While women's experience encompasses all that is human, while women have participated in history and the making of history through all time, until very recently they have been largely excluded from the writing of that history. Most of what we know of the past experience of women comes to us largely through the distorting lens of men's reflections and observations.
In the now classic The Female Experience, Gerda Lerner describes history as seen by women, as colored by their values. What she creates is fascinating narrative of the lives and history of ordinary women, a book that provides a new framework for the study of their past experience. If women's history is now a healthy and ever-growing discipline, we have in a large part this award-winning author to thank.
Avoiding the traditional chronological periods by which U.S. history is most often studied, Lerner groups her sources--many taken from manuscripts previously unknown, and others only available in research libraries--according to the lifecycle of women, their roles in a male-defined society, in the workplace, in politics, and finally in the contemporary world where feminism is creating an altogether new consciousness. From "runaway wives" in eighteenth-century America, through an anonymous account of a mother's death during childbirth, to appeals in our century for freedom of sexual preference, The Female Experience recounts history from the woman's point of view, and goes a long way toward reconstructing a female past and analyzing it with appropriate concepts. In the general introduction and chapter essays Lerner offers commentary that not only knits these disparate primary sources together, but also interprets them in an innovative way.
Now brought up to date with a new preface, The Female Experience is a book that pulses with life, a stunning testament not only to the long-ignored role of women in society, but a pioneering effort to reinvent the way we look at history.

Customer Reviews

3 ratings

SPECTACULAR COLLECTION OF PRIMARY SOURCES

This is one of the best collections of primary sources on American Women's History that is available. I teach a Women in American History elective to high school students. We read a large number of the readings in my class. The students find the readings engaging and not too difficult. I highly recommend it for teachers who are looking to include some women's history in their American History curriculum. The book covers a wide variety of topics and includes things from various eras. It does not include much on the "post-feminist era".

an excellent anthology

The Female Experience is a marvelous anthology of women's voices in American history from the colonial period to the twentieth century. Most of the sources are short - no more than 6 pages in length, which lends itself well to "reading on the go." As a reviewer has earlier pointed out, women of all social strata are represented here, which is also a strength. However, I was dismayed by the fact that the vast majority of the selections are by whites - African - Americans, Asian - Americans, Native Americans and other groups are not well represented at all, which detracted from the book's merit as "the Female Experience." In spite of this minor point, it is fascinating reading.

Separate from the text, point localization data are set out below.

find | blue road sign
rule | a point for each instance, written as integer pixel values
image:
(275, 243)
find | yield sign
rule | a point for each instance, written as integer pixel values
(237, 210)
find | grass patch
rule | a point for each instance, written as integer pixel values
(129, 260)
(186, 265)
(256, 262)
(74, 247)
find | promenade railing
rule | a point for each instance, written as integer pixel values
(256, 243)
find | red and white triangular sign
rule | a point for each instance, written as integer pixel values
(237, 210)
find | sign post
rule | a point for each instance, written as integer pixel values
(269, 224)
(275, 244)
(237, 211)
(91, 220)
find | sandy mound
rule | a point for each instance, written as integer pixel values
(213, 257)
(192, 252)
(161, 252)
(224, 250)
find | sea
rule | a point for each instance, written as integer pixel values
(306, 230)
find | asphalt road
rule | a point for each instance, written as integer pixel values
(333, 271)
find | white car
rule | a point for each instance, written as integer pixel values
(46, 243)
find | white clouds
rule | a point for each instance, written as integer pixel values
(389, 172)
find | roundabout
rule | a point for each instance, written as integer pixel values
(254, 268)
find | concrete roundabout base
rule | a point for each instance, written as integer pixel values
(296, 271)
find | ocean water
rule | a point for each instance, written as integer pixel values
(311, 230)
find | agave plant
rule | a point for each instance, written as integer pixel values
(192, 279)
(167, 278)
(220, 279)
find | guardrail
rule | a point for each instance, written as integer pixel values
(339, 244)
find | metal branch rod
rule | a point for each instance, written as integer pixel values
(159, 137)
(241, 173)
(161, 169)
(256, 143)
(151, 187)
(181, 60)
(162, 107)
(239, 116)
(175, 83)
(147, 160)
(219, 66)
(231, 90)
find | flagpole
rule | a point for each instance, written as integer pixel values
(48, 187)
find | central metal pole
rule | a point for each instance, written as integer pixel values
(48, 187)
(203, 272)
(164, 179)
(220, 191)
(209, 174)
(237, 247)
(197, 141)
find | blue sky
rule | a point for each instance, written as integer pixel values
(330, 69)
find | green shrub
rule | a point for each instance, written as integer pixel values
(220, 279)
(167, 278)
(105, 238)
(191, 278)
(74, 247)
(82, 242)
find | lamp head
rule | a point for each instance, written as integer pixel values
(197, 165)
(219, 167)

Understanding modern women's history

This is an invaluable and concise introduction to the experiences of American women (across a class- but not a racial spectrum) as seen through their own testimony, from the eighteenth century to the middle of the twentieth. Well-known pioneers (Harriet Beecher Stowe, Margaret Sanger) are represented as are unknown women. Though the emphasis is on nineteenth-century white women, their letters, articles, journal entries, and other writings resound with feelings and experiences from all aspects of life that offer much insight into the sources of our own dilemmas in the twenty-first century. Lerner's generous and incisive chapter introductions and her selection of sources is brilliant, and I intend to use this text in a college course focusing on issues in modern American women's history and literature. The entries are brief, for the most part, and lend themselves to the kind of sporadic pick-up "reading on the run," when you want something wonderful but only have a few minutes. However, Lerner's unifying commentary also makes the reading of larger chunks both possible and appropriate.